Inscrits à l’ordre du jour de la réunion, les débats autour du renouvellement de la présidence ont tourné court lorsque Bruno Matray a proposé “le maintien de M. Bosse-Platière à la présidence pendant six mois, et celui de Ghislain de Longevialle à la vice-présidence”. Stupeur (feinte ou sincère?) dans la salle, rapidement suivie de  vives prises de positions pour ou contre cette décision surprise. “Je ne m’explique pas comment la décision du président de l’UVB peut être à l’inverse de celle prise par le conseil d’administration du 24 janvier”, a ainsi répliqué M. de Longevialle, demandant “instamment le respect de la légalité”.

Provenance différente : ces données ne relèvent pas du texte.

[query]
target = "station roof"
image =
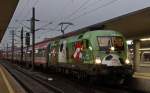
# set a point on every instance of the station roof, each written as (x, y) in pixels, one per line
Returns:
(134, 25)
(7, 8)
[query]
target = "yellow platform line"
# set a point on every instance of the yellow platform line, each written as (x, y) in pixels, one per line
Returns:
(10, 89)
(141, 75)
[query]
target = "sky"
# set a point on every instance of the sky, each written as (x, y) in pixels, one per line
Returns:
(81, 13)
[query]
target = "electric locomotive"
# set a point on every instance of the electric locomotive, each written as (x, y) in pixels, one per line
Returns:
(99, 53)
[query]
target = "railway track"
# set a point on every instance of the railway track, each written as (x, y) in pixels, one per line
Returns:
(31, 83)
(53, 83)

Le sous-préfet Bernard Guérin, s’est quant à lui positionné en faveur de cette solution transitoire, soulignant néanmoins la nécessité de retrouver rapidement un dialogue constructif. “S’il y a division, je vais perdre ma crédibilité vis-à-vis de l’Etat et de l’Union Européenne. J’ai besoin dans les six mois d’un plan stratégique de gestion de crise et d’un plan d’intelligence économique”, a-t-il précisé.
Une solution transitoire
Pour quelles raisons Bruno Matray a-t-il pris le risque de briser le “consensus” adopté le 24 janvier à 70 % par le conseil d’administration et qui prévoyait expressément la nomination de M. de Longevialle à la présidence de l’Inter ?

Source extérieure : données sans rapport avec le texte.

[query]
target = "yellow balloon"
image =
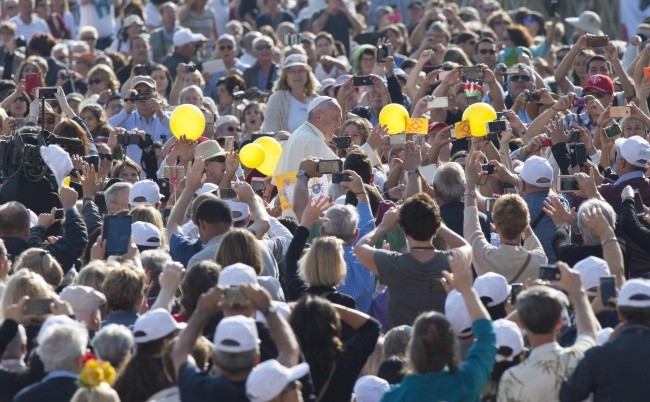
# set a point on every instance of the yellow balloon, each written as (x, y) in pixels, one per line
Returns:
(251, 155)
(478, 115)
(187, 122)
(395, 117)
(272, 150)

Cette proposition aurait en fait été discutée jeudi dernier à l’issue d’une première réunion du nouveau bureau particulièrement houleuse. “C’était un combat de boxe entre deux équipes aux pensées très différentes”, illustre l’un des participants. Les discordes entre Matray et de Longevialle se sont apparemment cristallisées sur le futur programme de présidence à l’Inter. Bruno Matray aurait demandé à Ghislain de Longevialle d'établir un programme de gouvernance de l'Inter. L'intéressé aurait refusé. Président et vice-présidents se seraient alors longuement entretenus afin de trouver une solution transitoire, destinée à ne pas bloquer tout échange entre Inter et UVB. Repousser l’élection de six mois serait apparu comme un moyen de laisser retomber les tensions nées de la période élective. Ainsi en a-t-il été décidé.
Instances inadaptées
Ce nouveau coup de théâtre met un peu plus en lumière la crise institutionnelle qui frappe actuellement la viticulture beaujolaise. Car Bruno Matray doit résoudre la quadrature du cercle : gouverner sans majorité. “C’est tout le problème d’une élection partielle”, relève un observateur, ajoutant “seul le dialogue peut favoriser un retour à la normale”. Dans les statuts, le conseil d’administration est souverain, décidant à la majorité. Mais dans les faits, c’est bien le président qui est chargé de piloter les différents plans et projets, ou de négocier avec les acteurs politiques et institutionnels.
Le fragile consensus issu des urnes serait-il mort né ? Ce compromis aura sans doute bien du mal à faire face à la réalité quotidienne, celle de la gestion d’une crise sans précédent, et de l’élaboration d’un projet d’envergure pour l’avenir du vignoble. Des défis qui ne pourront être relevés que par une équipe unie. S’il veut mener à bien son projet, Bruno Matray devra conserver tous ses soutiens actuels, mais aussi fédérer davantage. Les derniers développements ne plaident pas en cette hypothèse.
L’usure du temps faisant son œuvre, Matray court le risque de se retrouver isolé à la tête de l’UVB. Le casse-tête ne fait que commencer.